Where’s the mobile update?

by Jim April 29, 2015

What a fizzer. All that tumult and turmoil for nothing? It would seem that way wouldn’t it. So two months ago, Google told us to be mobile ready because they were making a big change and would be rewarding sites that were mobile friendly. April 21 they said, be ready they said, you could lose a significant amount of traffic they said! Now everyone thinks I’m a knob. Thanks Google.  Nothing, nada, zilch, zero is what we have seen from this this update. Nary a change nor tweak have we seen. Many have already declared a win for brands and whitepapers out the wazoo to show the effect of the update. In Australia, we are not seeing any change at all. Nothing. It reminds me of Y2K which is a little awkward as I was on the telly talking about that too.

Not rolled out yet?

Here’s the thing though, I don’t think it has hit .com.au yet. I don’t know about .com but certainly in Australia there has been little to no difference. In last week’s show I was using the search results for the word “broadband” purely as an example. Of course we are monitoring a lot more than that. We are checking all our clients mobile results as well as desktop results and I can tell you there is no statistical significance with the data. Sure there are fluctuations, which is normal but nothing substantial.

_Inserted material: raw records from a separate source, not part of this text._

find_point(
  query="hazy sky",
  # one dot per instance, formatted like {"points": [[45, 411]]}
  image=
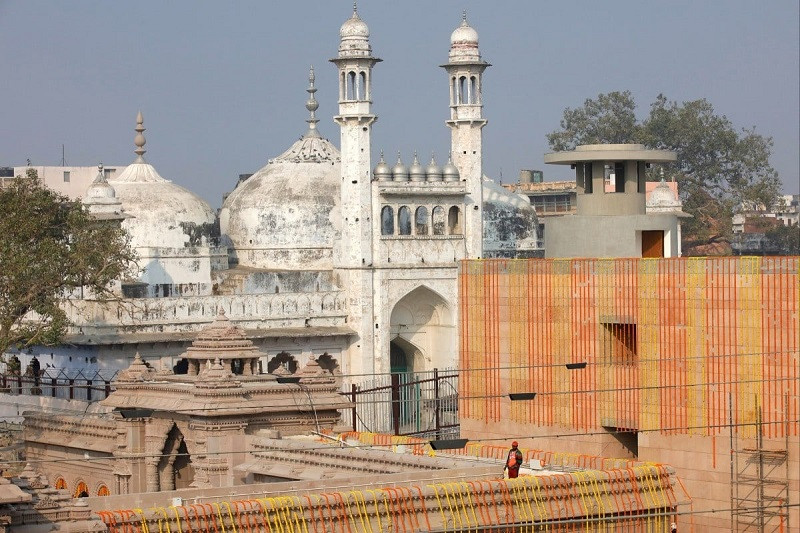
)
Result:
{"points": [[222, 84]]}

Google did say that it would be rolled out to all pages over a week or so and it has only been 6 days. The reason I chose “Broadband” as a phrase is that it is highly competitive and therefore more susceptible to change. We’ve been banging on for years about Google’s 200 plus signals to rank a page and the use of mechanisms like PageRank as a tie breaker for rankings. So if you had a change to the algorithm that was going to reward mobile friendly pages over non mobile friendly ones, a ranking change  would surely manifest itself in the more competitive of searches. As we know with any competitive search, little things can mean the difference between no.8 and no.1. Things like page speed, errors or duplication will most certainly impact a search result where there are many pages vying to be no.1. Google wants to show it’s users the best and if the mobile update has been rolled out, they need to sack the team that implemented it because it is next to useless. That’s IF it’s been rolled out.

Where’s the kaboom?

No Mobilegeddon
No Mobilegeddon

Even  Though a lot of the press surrounding this update was overblown, with shrieks of  “you’ll disappear from Google ” being the norm, Google for their part downplayed the potential negative effects with a counter argument of mobile nirvana and unicorns and rainbows. Well we got nothing. Crickets. So either Google has all of a sudden become that drunken mate who promises to change the world tomorrow only to wake up with his pillow stuck to his face, muttering something about coffee, or the mobile update has not been rolled out yet. I tend to think the latter is more likely.